Quando Gesù viene portato davanti a Pilato, è stato detto, due mondi si stanno immediatamente e inconciliabilmente di fronte, quello dei fatti e quello della verità. Ma non basta: in questo pretorio di provincia, di cui gli archeologi hanno creduto di identificare l’improbabile sito, a fronteggiarsi non sono soltanto i fatti e la verità: qui, come mai altrove nella storia del mondo, l’eternità ha incrociato in un punto esemplare la storia, il temporale è stato traversato dall’eterno. Questo mi premeva capire, questo urto e questa reciproca trafittura fra i due mondi era il rompicapo di cui sentivo di dover venire a capo. Ma subito a questo enigma se ne sovrapponeva un altro, ancora più tenace, ancora più oscuro e, in questo, proprio lui Pilato era l’elemento in ogni senso decisivo. Perché l’incrocio fra i due mondi, l’umano e il divino, lo storico e ciò che non ha storia, ha la forma di un processo?

Mi resi conto, a poco a poco, ma con chiarezza sempre crescente, che questo e non altro era il problema con cui dovevo misurarmi, con cui, «sul pavimento di pietra detto in ebraico Gabbanà», si erano in ultimo dovuti misurare, ciascuno a suo modo, tanto Pilato, il giudice, quanto Gesù, l’accusato. L’incontro fra il divino e l’umano ha la forma di un processo, di una krisis (krisis significa in greco il giudizio in un processo). Ma proprio qui le cose si complicavano in modo inestricabile. Perché, man mano che analizzavo il testo del Vangelo di Giovanni, diventava per me sempre più evidente che, al termine della sesta ora, il giudice non aveva pronunciato un giudizio, aveva semplicemente «consegnato» – così dicono concordemente gli evangelisti – Gesù ai sinedriti e ai carnefici. Per tutta la durata del processo Pilato non aveva fatto, del resto, che tergiversare, provando dapprima a dichiararsi incompetente e a rimandare il giudizio a Erode, proponendo poi una amnistia per la Pasqua, infine facendo flagellare l’accusato per sottrarlo all’accusa maggiore. Ma quando ogni espediente, ogni tergiversazione risultano vani, egli non pronuncia il giudizio, sì limita a «consegnare» Gesù.

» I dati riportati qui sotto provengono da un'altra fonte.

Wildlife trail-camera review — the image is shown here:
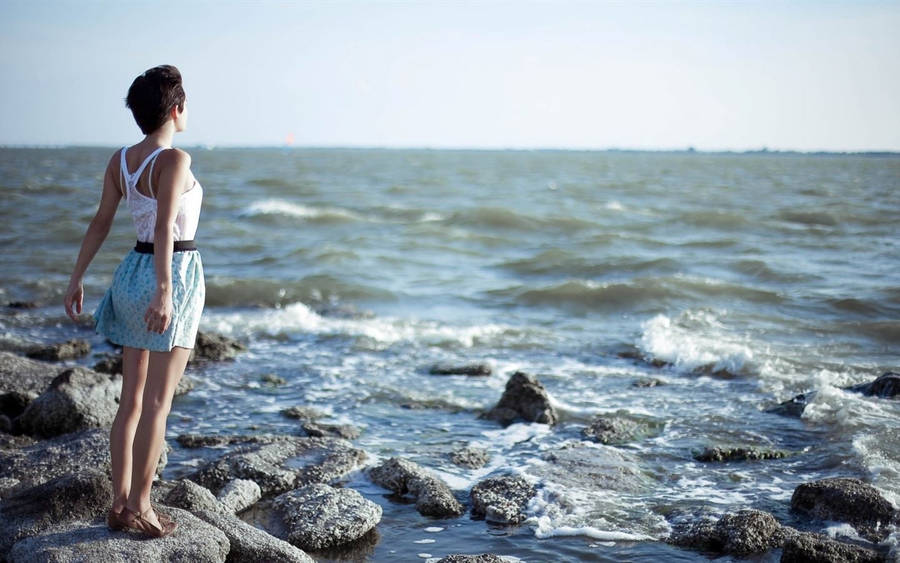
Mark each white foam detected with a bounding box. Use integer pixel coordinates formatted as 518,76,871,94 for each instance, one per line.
636,312,753,374
244,199,364,219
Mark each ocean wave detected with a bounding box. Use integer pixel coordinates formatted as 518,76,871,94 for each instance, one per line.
242,199,367,222
636,311,757,375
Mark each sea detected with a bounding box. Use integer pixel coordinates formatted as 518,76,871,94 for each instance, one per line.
0,147,900,562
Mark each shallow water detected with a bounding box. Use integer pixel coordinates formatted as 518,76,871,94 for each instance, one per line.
0,148,900,561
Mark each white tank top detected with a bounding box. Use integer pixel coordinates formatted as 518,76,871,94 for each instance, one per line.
121,147,203,242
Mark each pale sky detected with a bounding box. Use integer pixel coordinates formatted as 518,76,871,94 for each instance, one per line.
0,0,900,151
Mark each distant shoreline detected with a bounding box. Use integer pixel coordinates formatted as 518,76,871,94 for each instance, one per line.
0,144,900,157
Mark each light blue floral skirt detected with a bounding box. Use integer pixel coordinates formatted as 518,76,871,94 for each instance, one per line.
94,249,206,352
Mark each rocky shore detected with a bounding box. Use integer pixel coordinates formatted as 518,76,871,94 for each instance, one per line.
0,335,900,563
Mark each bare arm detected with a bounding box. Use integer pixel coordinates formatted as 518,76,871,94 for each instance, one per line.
64,153,122,321
144,149,191,334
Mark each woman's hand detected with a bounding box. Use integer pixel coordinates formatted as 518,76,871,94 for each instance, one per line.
64,281,84,323
144,289,172,334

Vi è stato un processo – o, almeno, un simulacro di processo: ma questo non si è concluso con un giudizio. Tanto più enigmatico si faceva il mio problema. Che cos’è, infatti, un processo senza giudizio? E che cos’è una pena – in questo caso, la crocifissione – che non consegue a un giudizio? Pilato, l’oscuro procuratore della Giudea, che doveva agire come giudice in un processo, si rifiuta di giudicare l’accusato; Gesù, il cui regno non è di questo mondo, accetta di sottoporsi al giudizio di un giudice, Pilato, che si rifiuta di giudicarlo.